On Nov. 12, the N.L.D. sent a letter to 48 ethnic political parties inviting them to join it in building a federal democratic union and “ending civil war.” “The ethnic parties’ objectives are the same as the N.L.D.’s, and the N.L.D. will prioritize the ethnic peoples’ desires in the future,” the letter said. A party spokesman also said that new government “must be a national unity government.”
This is a welcome step, and it suggests that the N.L.D. is aware that even its apparently commanding mandate and ringing popularity have political limits in such a divided society. The risk, though, is that the party might only be gesturing at a government of national unity and will then try to co-opt the ethnic parties with various political rewards.
But sticking with the political status quo would not help solve the country’s deepest problems; more likely, it would create even more deadlock — and breed anti-system resentment; more radical ethnic nationalism, as already exists in Rakhine State; or adventurism on the part of the military.

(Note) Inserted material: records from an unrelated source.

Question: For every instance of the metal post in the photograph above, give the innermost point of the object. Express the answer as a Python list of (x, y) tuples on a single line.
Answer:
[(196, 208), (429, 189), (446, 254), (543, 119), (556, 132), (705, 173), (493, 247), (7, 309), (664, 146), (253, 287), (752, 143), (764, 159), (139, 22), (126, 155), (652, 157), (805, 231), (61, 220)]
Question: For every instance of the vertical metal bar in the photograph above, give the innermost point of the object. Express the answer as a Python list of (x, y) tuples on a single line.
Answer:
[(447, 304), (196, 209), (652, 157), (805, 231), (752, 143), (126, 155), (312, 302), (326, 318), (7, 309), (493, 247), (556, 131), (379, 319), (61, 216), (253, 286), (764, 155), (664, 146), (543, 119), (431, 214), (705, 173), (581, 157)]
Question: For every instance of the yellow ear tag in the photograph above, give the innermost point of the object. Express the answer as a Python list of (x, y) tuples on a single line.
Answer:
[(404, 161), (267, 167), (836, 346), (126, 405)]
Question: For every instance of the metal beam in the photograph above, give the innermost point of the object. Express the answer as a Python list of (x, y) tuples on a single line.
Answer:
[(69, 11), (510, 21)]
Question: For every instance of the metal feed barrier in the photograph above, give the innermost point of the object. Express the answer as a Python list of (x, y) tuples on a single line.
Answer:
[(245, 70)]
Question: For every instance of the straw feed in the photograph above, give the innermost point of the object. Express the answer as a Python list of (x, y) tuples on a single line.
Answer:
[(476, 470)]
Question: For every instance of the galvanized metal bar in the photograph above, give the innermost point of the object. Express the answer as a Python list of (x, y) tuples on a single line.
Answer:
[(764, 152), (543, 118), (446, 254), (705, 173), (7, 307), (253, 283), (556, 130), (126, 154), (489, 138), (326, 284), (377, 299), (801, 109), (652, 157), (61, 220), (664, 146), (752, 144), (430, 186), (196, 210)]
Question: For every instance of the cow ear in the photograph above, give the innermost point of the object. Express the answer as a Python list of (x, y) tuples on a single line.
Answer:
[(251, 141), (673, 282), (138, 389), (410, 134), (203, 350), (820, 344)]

Civil-military relations have been deteriorating. Ethnic conflicts are intensifying. International pressure over the Rohingya crisis continues. Socio-economic hardships have worsened with the coronavirus pandemic. The N.L.D.’s victory was a vote of confidence that it can do better, not an endorsement for more of the same.
* This analysis article was originally published on The New York Times website on 23rd November 2020 and it will be in The New York Times International Print Edition on November 24th.
Min Zin
Min Zin is the executive director of the Institute for Strategy and Policy-Myanmar, a think tank in Yangon.